Carve-outs and PMIs need different program mechanics
Carve-outs and PMIs both use the word “integration,” but the program physics are different.
Carve-outs: the program is a race against the TSA
In carve-outs, the clock is contractual and the seller’s incentives change after close.
Two implications for program management:
- The seller is not your delivery team. Their IT staff is paid to keep the parent stable, not to prioritize your exit. Assume you must build your own capability fast.
- Exit criteria beats the calendar. A date-based exit without readiness criteria is a bet. The program must define what “ready” means service by service.
PMIs: the program is a race against the business case
In PMIs, the clock is the synergy model and management attention.
Two implications:
- Decision latency kills value. If it takes six weeks to decide “which CRM process wins,” value timing slips even if IT delivery is perfect.
- The combined company will add scope. Business leaders will ask for “just one more change” because “we’re already touching the system.” Program management must enforce sequencing.
Decision triggers that keep programs out of the ditch
Deals are too varied for universal rules. But a few triggers are reliable because they reflect capacity and dependency logic.

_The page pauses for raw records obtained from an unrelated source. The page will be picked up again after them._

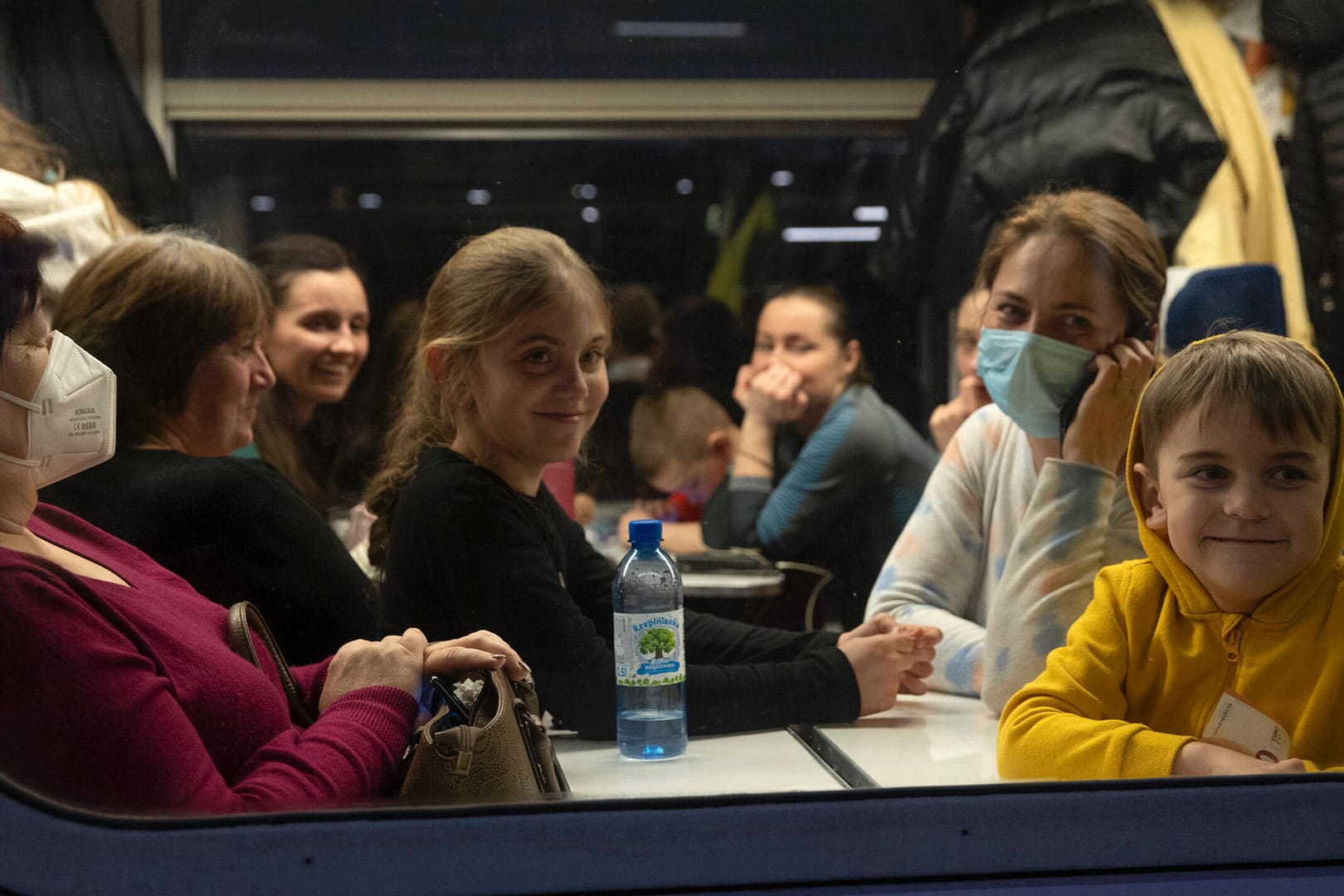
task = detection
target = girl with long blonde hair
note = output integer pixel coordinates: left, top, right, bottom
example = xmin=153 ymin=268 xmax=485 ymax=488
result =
xmin=367 ymin=227 xmax=938 ymax=739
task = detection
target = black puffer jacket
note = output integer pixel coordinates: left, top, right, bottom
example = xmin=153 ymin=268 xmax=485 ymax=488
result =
xmin=1261 ymin=0 xmax=1344 ymax=376
xmin=886 ymin=0 xmax=1225 ymax=322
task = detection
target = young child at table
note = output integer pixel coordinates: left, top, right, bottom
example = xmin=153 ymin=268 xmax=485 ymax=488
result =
xmin=999 ymin=330 xmax=1344 ymax=778
xmin=620 ymin=386 xmax=738 ymax=553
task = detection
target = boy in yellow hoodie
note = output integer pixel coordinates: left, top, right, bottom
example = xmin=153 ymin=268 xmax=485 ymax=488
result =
xmin=999 ymin=330 xmax=1344 ymax=778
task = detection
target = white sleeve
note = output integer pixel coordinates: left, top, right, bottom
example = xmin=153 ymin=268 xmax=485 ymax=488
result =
xmin=865 ymin=414 xmax=991 ymax=696
xmin=981 ymin=458 xmax=1144 ymax=712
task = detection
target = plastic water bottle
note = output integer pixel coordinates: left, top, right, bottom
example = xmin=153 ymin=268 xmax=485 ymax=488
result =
xmin=611 ymin=520 xmax=685 ymax=759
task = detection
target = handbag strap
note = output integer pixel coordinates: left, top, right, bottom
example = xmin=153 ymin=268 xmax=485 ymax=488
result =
xmin=228 ymin=601 xmax=313 ymax=728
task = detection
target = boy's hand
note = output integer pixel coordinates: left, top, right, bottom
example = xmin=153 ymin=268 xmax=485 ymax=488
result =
xmin=1172 ymin=740 xmax=1307 ymax=775
xmin=1063 ymin=336 xmax=1157 ymax=471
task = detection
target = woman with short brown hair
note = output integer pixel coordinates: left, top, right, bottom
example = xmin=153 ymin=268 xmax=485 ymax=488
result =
xmin=41 ymin=231 xmax=373 ymax=662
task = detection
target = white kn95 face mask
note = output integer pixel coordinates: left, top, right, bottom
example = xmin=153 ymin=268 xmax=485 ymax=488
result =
xmin=0 ymin=330 xmax=117 ymax=489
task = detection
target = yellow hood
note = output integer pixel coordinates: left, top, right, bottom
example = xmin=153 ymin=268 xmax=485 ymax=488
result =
xmin=1125 ymin=336 xmax=1344 ymax=625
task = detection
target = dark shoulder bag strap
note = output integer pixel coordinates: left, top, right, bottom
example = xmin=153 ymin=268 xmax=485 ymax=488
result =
xmin=228 ymin=601 xmax=313 ymax=728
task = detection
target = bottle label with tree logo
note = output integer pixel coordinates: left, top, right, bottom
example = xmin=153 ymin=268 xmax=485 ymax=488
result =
xmin=611 ymin=610 xmax=685 ymax=688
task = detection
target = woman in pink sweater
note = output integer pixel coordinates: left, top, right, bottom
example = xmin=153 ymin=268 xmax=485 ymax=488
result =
xmin=0 ymin=212 xmax=525 ymax=813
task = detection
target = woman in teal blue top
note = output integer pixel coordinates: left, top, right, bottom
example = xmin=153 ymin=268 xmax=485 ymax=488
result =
xmin=702 ymin=286 xmax=938 ymax=627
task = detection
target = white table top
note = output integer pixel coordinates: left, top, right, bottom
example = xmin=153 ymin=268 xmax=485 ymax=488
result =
xmin=553 ymin=729 xmax=844 ymax=799
xmin=811 ymin=694 xmax=999 ymax=787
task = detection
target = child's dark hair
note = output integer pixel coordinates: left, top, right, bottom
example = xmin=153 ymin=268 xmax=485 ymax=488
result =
xmin=1133 ymin=330 xmax=1340 ymax=469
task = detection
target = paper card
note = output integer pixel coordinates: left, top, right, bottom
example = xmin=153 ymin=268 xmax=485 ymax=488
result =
xmin=1200 ymin=690 xmax=1293 ymax=762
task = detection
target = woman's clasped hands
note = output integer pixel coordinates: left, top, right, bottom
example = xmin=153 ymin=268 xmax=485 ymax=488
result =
xmin=836 ymin=612 xmax=942 ymax=716
xmin=317 ymin=629 xmax=528 ymax=713
xmin=733 ymin=362 xmax=808 ymax=425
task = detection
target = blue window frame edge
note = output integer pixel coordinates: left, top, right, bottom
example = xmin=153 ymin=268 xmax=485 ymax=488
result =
xmin=0 ymin=774 xmax=1344 ymax=894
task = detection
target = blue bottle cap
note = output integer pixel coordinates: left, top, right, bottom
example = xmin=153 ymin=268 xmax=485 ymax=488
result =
xmin=631 ymin=520 xmax=663 ymax=544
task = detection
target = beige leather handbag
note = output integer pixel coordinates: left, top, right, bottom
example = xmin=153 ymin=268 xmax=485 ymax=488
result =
xmin=401 ymin=669 xmax=568 ymax=803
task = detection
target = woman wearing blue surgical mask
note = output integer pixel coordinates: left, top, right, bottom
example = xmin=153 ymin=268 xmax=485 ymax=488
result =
xmin=869 ymin=189 xmax=1166 ymax=712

- If TSA is <9 months and shared identity is in scope, treat identity as the first critical path. Without it, you can’t test, you can’t cut over cleanly, and you can’t control access.

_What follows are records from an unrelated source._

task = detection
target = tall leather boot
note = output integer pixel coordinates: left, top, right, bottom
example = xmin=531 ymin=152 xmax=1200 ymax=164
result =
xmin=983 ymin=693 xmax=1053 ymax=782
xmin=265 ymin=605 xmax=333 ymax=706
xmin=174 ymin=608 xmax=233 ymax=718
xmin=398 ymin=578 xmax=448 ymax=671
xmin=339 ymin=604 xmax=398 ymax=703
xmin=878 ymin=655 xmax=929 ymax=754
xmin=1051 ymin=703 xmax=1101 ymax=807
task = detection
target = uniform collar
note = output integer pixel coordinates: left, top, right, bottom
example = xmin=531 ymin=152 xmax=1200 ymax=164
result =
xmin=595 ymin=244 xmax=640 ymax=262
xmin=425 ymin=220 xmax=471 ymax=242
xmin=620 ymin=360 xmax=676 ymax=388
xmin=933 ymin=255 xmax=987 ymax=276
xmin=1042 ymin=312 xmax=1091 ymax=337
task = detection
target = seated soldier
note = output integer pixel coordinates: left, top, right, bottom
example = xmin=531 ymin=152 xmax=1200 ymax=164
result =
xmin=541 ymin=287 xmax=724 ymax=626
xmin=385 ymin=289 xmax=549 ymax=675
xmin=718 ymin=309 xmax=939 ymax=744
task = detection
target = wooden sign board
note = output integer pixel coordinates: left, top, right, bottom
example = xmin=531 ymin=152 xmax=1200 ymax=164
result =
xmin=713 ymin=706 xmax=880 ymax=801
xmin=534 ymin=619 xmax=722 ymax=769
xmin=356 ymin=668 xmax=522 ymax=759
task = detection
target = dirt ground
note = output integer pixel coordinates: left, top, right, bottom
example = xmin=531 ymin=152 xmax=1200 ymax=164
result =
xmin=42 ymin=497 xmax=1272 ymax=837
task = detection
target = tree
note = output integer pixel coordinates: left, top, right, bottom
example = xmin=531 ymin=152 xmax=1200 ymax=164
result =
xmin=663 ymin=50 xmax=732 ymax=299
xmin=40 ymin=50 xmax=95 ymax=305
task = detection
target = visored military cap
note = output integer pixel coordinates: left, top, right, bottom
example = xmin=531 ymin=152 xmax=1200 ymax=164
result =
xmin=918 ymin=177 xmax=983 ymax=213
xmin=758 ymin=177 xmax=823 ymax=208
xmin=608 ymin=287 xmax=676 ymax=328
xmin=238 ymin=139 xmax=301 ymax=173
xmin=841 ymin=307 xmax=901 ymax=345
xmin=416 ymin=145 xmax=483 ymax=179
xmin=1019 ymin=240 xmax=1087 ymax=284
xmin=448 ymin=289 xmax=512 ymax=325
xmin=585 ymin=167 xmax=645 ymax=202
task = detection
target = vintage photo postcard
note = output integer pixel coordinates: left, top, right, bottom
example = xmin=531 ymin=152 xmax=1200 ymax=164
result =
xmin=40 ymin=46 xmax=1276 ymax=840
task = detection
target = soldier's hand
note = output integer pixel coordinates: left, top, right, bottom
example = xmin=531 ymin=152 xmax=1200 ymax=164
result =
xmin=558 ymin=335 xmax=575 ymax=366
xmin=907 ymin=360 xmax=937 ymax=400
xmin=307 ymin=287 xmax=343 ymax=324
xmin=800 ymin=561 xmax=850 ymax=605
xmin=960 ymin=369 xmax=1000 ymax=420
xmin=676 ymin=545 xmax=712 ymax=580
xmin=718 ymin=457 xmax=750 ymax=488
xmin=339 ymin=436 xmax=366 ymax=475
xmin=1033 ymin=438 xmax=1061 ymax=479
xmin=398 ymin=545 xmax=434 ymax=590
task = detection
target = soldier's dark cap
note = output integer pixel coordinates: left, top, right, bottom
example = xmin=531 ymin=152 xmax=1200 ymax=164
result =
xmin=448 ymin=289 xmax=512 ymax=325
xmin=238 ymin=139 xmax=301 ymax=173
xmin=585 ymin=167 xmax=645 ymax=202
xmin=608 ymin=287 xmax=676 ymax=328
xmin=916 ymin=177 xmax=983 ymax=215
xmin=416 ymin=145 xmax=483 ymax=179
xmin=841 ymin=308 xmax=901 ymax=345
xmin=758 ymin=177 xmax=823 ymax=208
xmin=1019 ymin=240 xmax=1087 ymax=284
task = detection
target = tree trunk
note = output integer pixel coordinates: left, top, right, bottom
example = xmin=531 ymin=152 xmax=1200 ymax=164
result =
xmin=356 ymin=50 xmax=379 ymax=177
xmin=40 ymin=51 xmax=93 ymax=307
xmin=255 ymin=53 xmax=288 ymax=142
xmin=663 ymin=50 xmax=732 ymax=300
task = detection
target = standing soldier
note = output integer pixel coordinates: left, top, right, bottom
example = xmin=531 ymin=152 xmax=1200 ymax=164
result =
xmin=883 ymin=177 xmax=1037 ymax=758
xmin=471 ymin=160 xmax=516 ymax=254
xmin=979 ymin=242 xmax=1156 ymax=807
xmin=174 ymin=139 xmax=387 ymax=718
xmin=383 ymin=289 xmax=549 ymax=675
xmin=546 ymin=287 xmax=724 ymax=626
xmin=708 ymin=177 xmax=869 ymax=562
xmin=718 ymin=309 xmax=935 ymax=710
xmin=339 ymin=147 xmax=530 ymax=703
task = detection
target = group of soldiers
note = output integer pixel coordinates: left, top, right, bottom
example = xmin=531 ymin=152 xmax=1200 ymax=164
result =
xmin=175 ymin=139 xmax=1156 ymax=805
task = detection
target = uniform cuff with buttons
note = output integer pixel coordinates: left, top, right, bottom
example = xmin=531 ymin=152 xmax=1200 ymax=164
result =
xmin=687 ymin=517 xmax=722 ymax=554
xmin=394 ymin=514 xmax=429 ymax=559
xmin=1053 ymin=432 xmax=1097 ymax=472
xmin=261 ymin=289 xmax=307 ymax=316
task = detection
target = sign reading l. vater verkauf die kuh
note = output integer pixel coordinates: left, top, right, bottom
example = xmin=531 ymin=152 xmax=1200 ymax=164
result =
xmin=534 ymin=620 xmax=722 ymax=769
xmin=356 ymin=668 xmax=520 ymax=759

- If the carve touches more than one ERP instance (or more than one chart of accounts), do not make ERP replacement a Day-1 dependency. Use a bridged close and stage the core change.
- If you have >25 critical interfaces to re-point, create an “integration factory” with a single owner. Otherwise every workstream reinvents the same integration patterns and testing collapses late.
- If the business cannot name acceptance owners for finance, HR, and customer operations, stop planning and fix ownership. You can’t program-manage without sign-offs that matter.
These aren’t “best practices.” They’re how you align ambition with the time and talent you actually have.
What to do in the next two weeks
If you are signed (or close to signing), two weeks of focused program setup will prevent most blow-ups later.
- Write the one-page charter (program lead + deal lead). Include gates, non-negotiables, and what is out of scope in year one.
- Build the integrated critical path around the next gate (program lead + workstream leads). Limit it to dependencies that move the gate date; assign acceptance owners.
- Stand up the decision pipeline (program lead + exec sponsor). List the next 10 decisions, latest decision dates, and what starts the day after.
- Assign a TSA owner and start the exit scorecard (CIO/CTO + finance). Track consumption weekly and run a monthly exit readiness review service by service.
- Schedule one full operational rehearsal (ops lead + IT cutover lead). Pick a date now. If you can’t schedule rehearsal, you won’t be ready.
IT program management in deals is not about having more slides. It is about making the hard choices early, managing the dependency chain, and protecting gate dates like they are deal terms—because they are.